«Pc, telefonini e tablet saranno restituiti a Giosuè Ruotolo. O meglio, entreranno in possesso della sua difesa, che potrà finalmente ottenere le copie forensi di tutti i supporti informatici e scoprire che carte in mano ha la Procura anche su questo fronte», a scriverlo è il Messaggero Veneto.

«Il gip Alberto Rossi ha accolto l’istanza di dissequestro dei 19 supporti informatici presentata dalla difesa dell’indagato per il duplice omicidio di via Interna. L’Audi A3 grigia, invece, rimarrà sotto chiave, perché è ritenuta pertinente al reato. L’avvocato Roberto Rigoni Stern, difensore di Ruotolo, non nasconde che si tratta di un passo avanti molto importante nelle indagini difensive. Ora il consulente informatico Giuseppe Dezzani potrà analizzare autonomamente pc, tablet e telefonini».

E ancora: «In particolare saranno passate al setaccio le cosiddette cancellazioni sospette. Anche se da alcune annotazioni dei carabinieri, contenute nei sedici faldoni dell’inchiesta sul duplice omicidio di via Interna, emergerebbe che molte cancellazioni sui dispositivi di Ruotolo sarebbero state effettuate in modo automatico, a seguito di aggiornamenti del software. Non ci sarebbe stata dunque – è la tesi della difesa – alcuna volontà di occultare informazioni ritenute compromettenti».
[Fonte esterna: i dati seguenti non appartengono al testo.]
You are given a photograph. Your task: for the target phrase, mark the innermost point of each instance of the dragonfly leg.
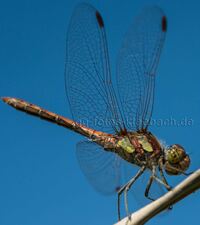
(152, 177)
(125, 189)
(128, 186)
(160, 168)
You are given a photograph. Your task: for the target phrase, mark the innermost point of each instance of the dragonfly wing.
(101, 168)
(88, 80)
(136, 66)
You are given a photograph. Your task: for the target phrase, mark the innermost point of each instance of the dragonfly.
(115, 123)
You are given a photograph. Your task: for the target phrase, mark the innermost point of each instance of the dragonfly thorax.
(140, 148)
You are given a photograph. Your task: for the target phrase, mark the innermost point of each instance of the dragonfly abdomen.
(97, 136)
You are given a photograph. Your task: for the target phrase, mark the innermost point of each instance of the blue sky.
(40, 179)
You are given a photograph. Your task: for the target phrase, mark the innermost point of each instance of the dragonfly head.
(177, 161)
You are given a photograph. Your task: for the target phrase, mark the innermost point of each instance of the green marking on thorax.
(145, 143)
(126, 145)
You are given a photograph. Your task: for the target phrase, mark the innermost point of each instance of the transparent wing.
(101, 168)
(88, 80)
(137, 64)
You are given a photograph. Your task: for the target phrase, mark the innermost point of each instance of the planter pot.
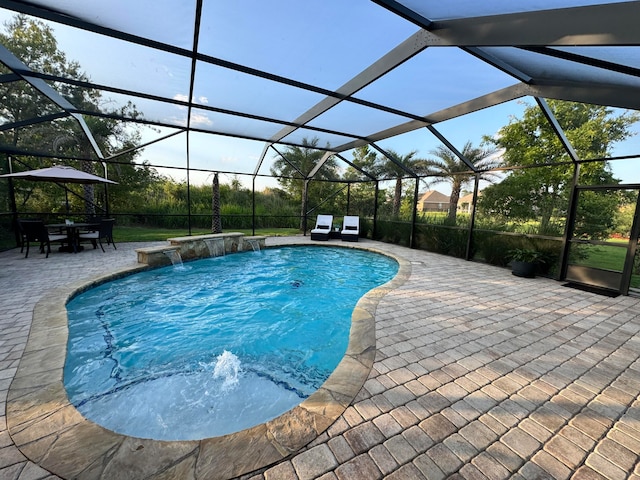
(523, 269)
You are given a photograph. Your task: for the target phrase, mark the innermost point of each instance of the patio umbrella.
(59, 174)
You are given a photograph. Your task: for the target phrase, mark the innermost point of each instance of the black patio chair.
(36, 231)
(104, 231)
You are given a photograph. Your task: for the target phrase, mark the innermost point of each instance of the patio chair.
(322, 228)
(104, 231)
(350, 228)
(36, 231)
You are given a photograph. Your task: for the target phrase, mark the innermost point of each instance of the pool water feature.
(221, 345)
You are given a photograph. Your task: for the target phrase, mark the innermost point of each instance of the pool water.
(217, 345)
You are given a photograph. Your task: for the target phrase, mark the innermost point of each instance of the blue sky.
(327, 52)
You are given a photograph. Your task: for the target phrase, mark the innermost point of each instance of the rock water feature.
(255, 244)
(215, 246)
(175, 257)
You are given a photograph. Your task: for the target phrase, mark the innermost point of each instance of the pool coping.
(51, 432)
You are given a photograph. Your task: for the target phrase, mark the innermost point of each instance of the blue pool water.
(217, 345)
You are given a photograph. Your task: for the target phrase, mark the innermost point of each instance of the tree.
(449, 168)
(395, 170)
(292, 170)
(34, 43)
(542, 193)
(216, 220)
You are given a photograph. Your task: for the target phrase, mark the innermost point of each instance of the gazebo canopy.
(346, 73)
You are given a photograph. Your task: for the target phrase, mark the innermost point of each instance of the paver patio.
(478, 374)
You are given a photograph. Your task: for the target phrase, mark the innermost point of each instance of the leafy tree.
(293, 167)
(542, 193)
(449, 168)
(362, 192)
(34, 43)
(394, 170)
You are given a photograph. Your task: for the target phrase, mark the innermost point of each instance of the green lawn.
(606, 257)
(144, 234)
L’ordinanza del gip Rossi è arrivata via fax nel carcere di Belluno proprio mentre l’avvocato Rigoni Stern era in visita al suo assistito. Insieme hanno studiato e letto alcuni atti di indagine ritenuti molto interessanti. Ruotolo ancora una volta è apparso fiducioso e sereno di poter essere scagionato da ogni accusa.